Lui qui fut, comme beaucoup d’intellectuels, assez bluffé par ce qu’il avait vu lors du périple qu'il avait entrepris en Soviétie, à l’occasion du centenaire de la naissance de Tolstoï, raconte qu’il trouva à son retour une lettre anonyme, probablement glissée subrepticement dans sa poche. On pouvait y trouver les prémices de l’horreur d’un régime trop longtemps méjugé : “Ne croyez pas tout ce qu’on vous dit.../… les personnes qui parlent avec vous ne vous disent pas en général ce qu’elles voudraient vous dire, mais seulement ce qu’il leur est permis de vous dire.

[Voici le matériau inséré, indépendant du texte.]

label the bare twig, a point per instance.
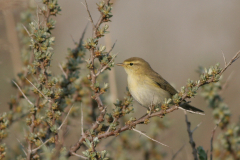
(191, 141)
(213, 132)
(224, 58)
(82, 120)
(26, 30)
(65, 119)
(89, 14)
(225, 85)
(112, 47)
(106, 66)
(23, 94)
(191, 111)
(80, 156)
(237, 55)
(64, 73)
(149, 137)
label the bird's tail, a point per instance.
(187, 107)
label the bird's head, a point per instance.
(135, 65)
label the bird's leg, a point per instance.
(151, 107)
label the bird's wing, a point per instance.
(162, 83)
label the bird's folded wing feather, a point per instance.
(162, 83)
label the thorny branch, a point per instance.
(191, 141)
(213, 132)
(145, 117)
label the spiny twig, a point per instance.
(38, 90)
(149, 137)
(65, 118)
(175, 155)
(213, 132)
(237, 55)
(23, 93)
(191, 141)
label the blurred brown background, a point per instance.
(175, 37)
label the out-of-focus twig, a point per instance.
(213, 132)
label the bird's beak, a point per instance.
(120, 64)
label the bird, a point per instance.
(149, 88)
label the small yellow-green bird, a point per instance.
(148, 87)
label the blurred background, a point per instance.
(175, 37)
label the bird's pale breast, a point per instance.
(145, 91)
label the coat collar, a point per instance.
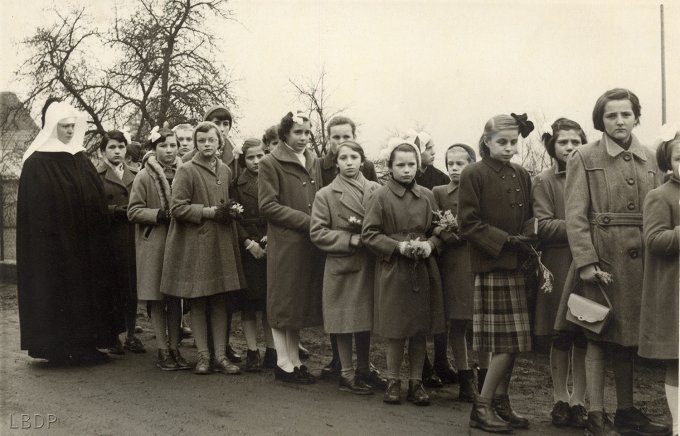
(614, 149)
(399, 190)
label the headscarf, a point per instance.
(47, 140)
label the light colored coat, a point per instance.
(659, 318)
(348, 273)
(408, 298)
(201, 257)
(605, 189)
(286, 191)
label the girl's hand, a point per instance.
(588, 273)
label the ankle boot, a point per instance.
(501, 404)
(468, 389)
(484, 417)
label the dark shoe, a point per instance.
(354, 385)
(416, 393)
(253, 361)
(599, 424)
(181, 362)
(578, 415)
(331, 371)
(232, 355)
(501, 405)
(468, 389)
(446, 372)
(392, 393)
(561, 414)
(166, 362)
(203, 365)
(303, 352)
(484, 416)
(223, 365)
(372, 378)
(270, 358)
(134, 345)
(632, 421)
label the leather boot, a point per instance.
(484, 417)
(468, 389)
(501, 405)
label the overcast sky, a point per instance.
(447, 66)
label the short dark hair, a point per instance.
(615, 94)
(354, 146)
(560, 124)
(340, 120)
(116, 135)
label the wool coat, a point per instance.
(659, 317)
(605, 189)
(494, 203)
(458, 280)
(408, 299)
(253, 227)
(286, 191)
(149, 195)
(202, 256)
(548, 201)
(348, 274)
(117, 193)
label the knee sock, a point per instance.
(623, 376)
(281, 345)
(345, 352)
(174, 315)
(441, 342)
(395, 355)
(595, 376)
(293, 343)
(559, 370)
(416, 356)
(199, 324)
(459, 346)
(578, 376)
(218, 319)
(362, 342)
(159, 321)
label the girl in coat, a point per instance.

Nous sommes tous surveillés et vous ne l’êtes pas moins…”
En somme, si les périls du nazisme furent sous estimés, ceux du communisme furent tout simplement occultés, voire niés...

Lors d’un dernier voyage en Autriche en novembre 1937, Zweig fut témoin de la parodie de dictature installée par Dolfuss et des préparatifs de l’Anschluss, qui allait être “le suicide de l’indépendance autrichienne”, mais qui se fit dans un calme sépulcral, tant les esprits étaient résignés !

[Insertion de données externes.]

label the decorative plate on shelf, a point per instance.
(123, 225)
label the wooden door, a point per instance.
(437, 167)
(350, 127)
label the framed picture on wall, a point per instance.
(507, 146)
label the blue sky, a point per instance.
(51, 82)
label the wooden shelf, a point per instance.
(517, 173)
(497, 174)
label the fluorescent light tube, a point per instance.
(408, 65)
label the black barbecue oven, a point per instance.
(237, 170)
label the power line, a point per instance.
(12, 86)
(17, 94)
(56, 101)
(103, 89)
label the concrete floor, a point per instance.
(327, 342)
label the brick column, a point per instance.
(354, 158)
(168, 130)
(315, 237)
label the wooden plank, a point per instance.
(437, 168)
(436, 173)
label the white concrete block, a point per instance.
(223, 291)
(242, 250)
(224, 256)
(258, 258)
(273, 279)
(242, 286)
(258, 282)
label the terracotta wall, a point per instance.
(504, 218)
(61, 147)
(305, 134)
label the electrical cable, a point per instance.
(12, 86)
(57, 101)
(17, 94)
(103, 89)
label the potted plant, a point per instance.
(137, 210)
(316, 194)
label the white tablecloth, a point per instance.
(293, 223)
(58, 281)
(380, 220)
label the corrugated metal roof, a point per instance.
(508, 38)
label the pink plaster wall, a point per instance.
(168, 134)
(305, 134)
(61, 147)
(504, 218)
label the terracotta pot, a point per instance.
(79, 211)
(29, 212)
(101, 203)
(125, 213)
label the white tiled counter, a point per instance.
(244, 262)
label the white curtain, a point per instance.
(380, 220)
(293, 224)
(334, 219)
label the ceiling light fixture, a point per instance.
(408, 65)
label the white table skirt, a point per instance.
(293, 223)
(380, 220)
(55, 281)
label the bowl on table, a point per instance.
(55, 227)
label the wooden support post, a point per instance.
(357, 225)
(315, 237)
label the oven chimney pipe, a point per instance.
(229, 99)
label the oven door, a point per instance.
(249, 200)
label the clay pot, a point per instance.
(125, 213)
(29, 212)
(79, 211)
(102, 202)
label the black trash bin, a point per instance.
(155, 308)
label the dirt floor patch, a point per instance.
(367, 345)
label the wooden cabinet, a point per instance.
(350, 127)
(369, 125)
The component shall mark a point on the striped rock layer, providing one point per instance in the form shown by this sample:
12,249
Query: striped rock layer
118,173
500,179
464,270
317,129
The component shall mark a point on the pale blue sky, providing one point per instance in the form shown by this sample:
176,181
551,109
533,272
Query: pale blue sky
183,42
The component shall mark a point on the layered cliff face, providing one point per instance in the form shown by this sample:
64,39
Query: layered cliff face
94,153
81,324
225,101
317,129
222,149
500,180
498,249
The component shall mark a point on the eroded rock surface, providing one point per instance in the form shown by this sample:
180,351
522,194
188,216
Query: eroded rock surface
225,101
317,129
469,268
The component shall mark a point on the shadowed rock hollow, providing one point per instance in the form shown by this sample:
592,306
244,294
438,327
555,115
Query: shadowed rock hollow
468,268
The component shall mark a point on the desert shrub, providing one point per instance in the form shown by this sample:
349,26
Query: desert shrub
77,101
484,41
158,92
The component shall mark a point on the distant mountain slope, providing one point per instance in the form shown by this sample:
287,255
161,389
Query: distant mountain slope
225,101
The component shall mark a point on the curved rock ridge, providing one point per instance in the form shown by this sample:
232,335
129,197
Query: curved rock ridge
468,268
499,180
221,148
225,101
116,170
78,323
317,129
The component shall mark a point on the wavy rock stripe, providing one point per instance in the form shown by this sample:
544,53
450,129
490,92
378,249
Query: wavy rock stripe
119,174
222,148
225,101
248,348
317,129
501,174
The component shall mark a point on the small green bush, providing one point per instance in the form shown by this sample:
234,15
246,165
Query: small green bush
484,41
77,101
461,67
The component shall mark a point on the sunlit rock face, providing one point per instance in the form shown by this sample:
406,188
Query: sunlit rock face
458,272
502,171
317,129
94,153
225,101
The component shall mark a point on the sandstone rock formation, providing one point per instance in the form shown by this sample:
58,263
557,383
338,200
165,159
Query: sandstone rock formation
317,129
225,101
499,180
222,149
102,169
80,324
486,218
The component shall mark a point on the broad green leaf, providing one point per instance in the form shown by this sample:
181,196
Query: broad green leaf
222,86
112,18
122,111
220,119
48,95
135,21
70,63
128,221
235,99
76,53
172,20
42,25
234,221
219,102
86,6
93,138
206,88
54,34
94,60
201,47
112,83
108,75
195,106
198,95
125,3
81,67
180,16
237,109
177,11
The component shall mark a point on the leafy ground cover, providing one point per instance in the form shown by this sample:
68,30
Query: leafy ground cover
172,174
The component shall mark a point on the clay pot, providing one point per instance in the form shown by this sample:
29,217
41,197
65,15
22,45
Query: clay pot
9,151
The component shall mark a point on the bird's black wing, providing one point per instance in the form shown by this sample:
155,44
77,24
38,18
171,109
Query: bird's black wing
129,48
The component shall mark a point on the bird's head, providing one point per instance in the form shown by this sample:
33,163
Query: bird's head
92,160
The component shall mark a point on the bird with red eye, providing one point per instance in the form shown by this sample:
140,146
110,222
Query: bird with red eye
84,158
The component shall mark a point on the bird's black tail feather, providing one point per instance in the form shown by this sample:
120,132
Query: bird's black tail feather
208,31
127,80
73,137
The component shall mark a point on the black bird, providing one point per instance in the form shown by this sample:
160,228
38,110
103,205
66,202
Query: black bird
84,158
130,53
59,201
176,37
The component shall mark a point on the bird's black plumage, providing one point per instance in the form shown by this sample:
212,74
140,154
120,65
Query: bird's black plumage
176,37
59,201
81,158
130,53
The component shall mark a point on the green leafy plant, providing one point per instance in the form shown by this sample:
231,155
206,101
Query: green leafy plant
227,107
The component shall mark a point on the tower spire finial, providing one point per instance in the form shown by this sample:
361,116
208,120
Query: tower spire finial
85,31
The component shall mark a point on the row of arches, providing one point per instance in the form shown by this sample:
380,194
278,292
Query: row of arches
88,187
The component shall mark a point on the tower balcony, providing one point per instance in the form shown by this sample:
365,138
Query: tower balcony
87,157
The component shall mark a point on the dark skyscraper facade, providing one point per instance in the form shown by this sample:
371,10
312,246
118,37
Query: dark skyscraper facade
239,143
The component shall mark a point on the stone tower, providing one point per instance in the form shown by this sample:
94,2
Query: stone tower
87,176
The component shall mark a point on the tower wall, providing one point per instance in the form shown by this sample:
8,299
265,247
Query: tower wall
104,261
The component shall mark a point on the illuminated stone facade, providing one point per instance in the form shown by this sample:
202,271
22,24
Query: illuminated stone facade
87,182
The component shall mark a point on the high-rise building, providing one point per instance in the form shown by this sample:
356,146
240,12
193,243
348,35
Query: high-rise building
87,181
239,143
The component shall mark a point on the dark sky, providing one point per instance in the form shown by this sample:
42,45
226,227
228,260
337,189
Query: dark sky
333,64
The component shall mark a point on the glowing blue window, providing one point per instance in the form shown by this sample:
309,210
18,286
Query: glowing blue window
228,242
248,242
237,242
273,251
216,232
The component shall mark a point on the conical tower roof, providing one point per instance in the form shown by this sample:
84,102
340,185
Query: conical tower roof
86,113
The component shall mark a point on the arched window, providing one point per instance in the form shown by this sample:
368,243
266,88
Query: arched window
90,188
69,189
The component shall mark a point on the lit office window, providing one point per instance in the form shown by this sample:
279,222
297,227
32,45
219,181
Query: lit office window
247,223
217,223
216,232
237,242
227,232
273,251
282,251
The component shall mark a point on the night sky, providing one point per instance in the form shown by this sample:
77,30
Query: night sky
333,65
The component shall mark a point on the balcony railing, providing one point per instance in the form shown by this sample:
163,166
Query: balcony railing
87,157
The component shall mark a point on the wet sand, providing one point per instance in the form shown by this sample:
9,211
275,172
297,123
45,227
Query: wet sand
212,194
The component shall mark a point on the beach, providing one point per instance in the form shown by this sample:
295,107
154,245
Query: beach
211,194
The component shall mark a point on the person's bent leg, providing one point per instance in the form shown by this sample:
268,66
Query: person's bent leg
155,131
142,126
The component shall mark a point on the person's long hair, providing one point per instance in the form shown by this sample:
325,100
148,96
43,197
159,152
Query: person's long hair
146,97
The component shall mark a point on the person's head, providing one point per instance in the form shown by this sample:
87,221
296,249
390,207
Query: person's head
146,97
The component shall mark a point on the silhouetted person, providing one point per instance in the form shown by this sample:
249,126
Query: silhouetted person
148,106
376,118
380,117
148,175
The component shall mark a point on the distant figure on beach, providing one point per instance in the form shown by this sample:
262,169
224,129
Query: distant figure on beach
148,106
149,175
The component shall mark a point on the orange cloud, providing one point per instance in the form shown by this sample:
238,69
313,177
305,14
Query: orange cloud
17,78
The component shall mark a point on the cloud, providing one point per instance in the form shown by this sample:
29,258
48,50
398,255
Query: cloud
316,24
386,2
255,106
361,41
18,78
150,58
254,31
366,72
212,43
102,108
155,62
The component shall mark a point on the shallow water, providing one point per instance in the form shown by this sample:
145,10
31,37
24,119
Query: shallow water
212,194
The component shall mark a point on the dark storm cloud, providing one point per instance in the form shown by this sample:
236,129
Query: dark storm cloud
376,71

La suite fut pour lui l’exil définitif, prison dorée à laquelle il était condamné et qui fut une souffrance intolérable en dépit de sa célébrité internationale, intacte.

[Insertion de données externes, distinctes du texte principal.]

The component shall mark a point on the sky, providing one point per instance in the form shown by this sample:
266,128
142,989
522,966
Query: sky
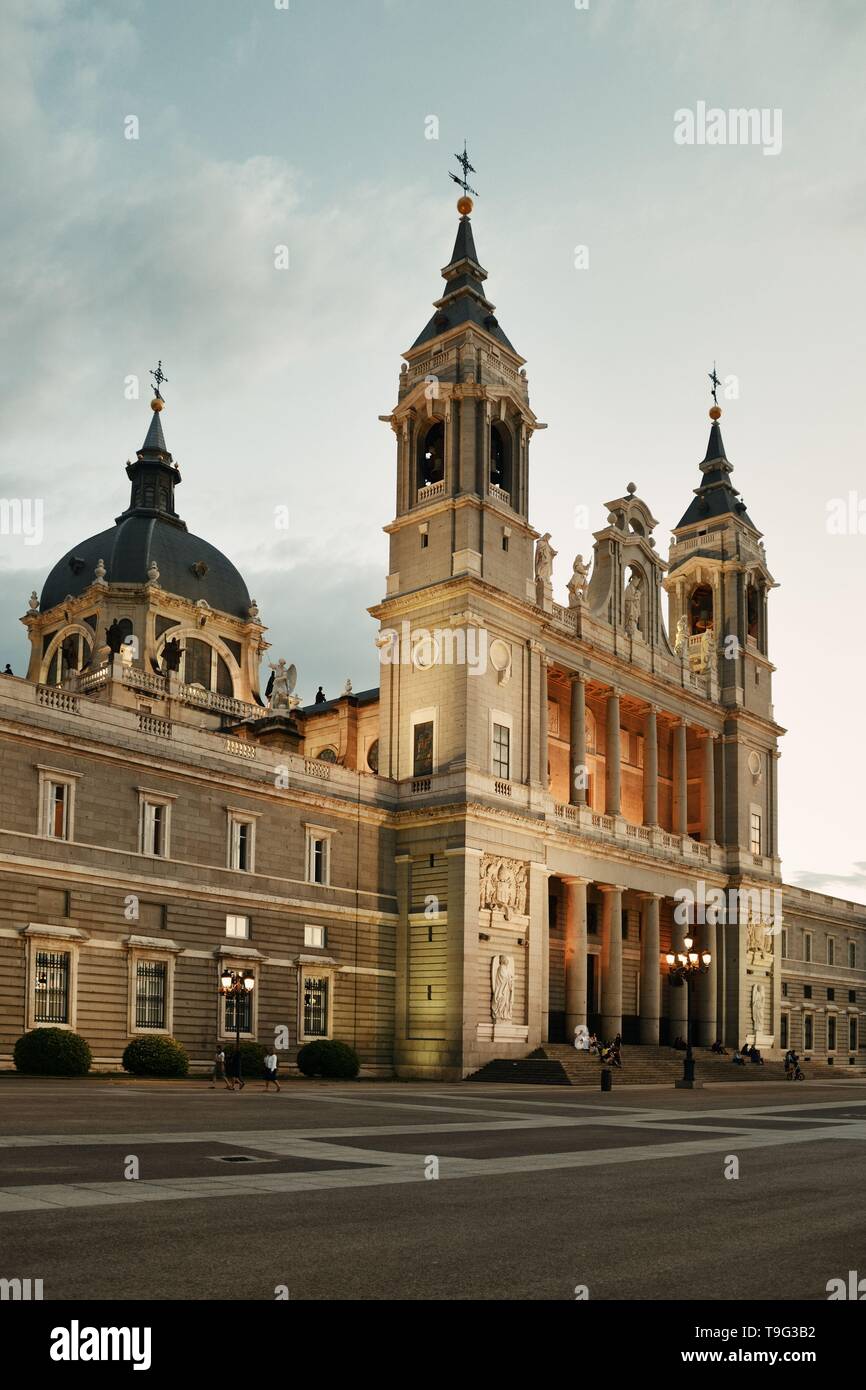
307,125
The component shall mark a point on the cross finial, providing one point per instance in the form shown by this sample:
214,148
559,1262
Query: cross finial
467,168
159,377
716,382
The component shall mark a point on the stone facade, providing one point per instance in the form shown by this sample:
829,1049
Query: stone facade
487,851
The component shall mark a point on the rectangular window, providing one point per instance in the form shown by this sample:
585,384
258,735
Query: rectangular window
239,1008
421,749
57,808
502,751
242,845
153,829
316,1007
319,858
52,987
150,994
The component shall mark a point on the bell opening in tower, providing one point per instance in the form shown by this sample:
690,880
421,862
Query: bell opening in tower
701,609
501,459
431,455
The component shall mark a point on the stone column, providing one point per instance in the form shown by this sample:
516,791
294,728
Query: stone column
538,957
651,767
709,787
576,954
542,722
680,780
612,959
612,756
577,794
401,993
462,959
651,969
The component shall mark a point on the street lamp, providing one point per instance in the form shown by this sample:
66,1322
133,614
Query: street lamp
237,984
684,968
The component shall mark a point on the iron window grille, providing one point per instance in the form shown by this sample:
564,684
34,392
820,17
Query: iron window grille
52,987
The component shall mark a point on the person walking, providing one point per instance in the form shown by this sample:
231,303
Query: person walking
237,1072
218,1075
270,1070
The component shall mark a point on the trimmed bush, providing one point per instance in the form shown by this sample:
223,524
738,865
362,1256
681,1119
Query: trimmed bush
331,1059
52,1052
252,1057
156,1057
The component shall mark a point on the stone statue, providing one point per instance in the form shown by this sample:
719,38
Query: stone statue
577,584
544,558
502,988
631,605
281,684
171,655
503,886
758,995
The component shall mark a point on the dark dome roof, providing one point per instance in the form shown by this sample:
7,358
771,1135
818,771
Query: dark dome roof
127,549
150,530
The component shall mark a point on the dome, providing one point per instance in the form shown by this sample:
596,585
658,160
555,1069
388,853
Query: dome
188,566
152,533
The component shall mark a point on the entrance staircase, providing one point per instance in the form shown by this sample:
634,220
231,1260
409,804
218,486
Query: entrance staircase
556,1064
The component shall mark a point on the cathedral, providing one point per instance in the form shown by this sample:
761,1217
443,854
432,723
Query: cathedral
501,844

Il continua toutefois de suivre l’actualité, peut-être avec une secrète espérance...

En 1939, il n’était plus temps de faire machine arrière. On savait que les armes allaient à nouveau parler. Mais contrairement à 1914, il n’y avait plus de romantisme. On savait ce qu’était la guerre, mais “on méprisait la diplomatie depuis qu’on avait constaté avec amertume qu’elle avait trahi à Versailles les espoirs d’une paix durable.../… On n’avait du respect pour aucun homme d’État.”
De son point de vue, dans l'enchaînement fatal des causes du désastre, “le plus grave a été que les politiciens européens pas plus que les américains n’ont exécuté le plan simple et clair de Wilson [de 1918], mais qu’ils l’ont mutilé. C’était de donner liberté et indépendance aux petites nations, en la conditionnant à la mise en place d’une entité supérieure, la Société Des Nations.“
En 1942, le lendemain du jour où il envoya le manuscrit du “Monde d’hier”, il se suicida avec son épouse, dans la jolie villa qu’il occupait à Petropolis, au Brésil, tout près de Rio de Janeiro...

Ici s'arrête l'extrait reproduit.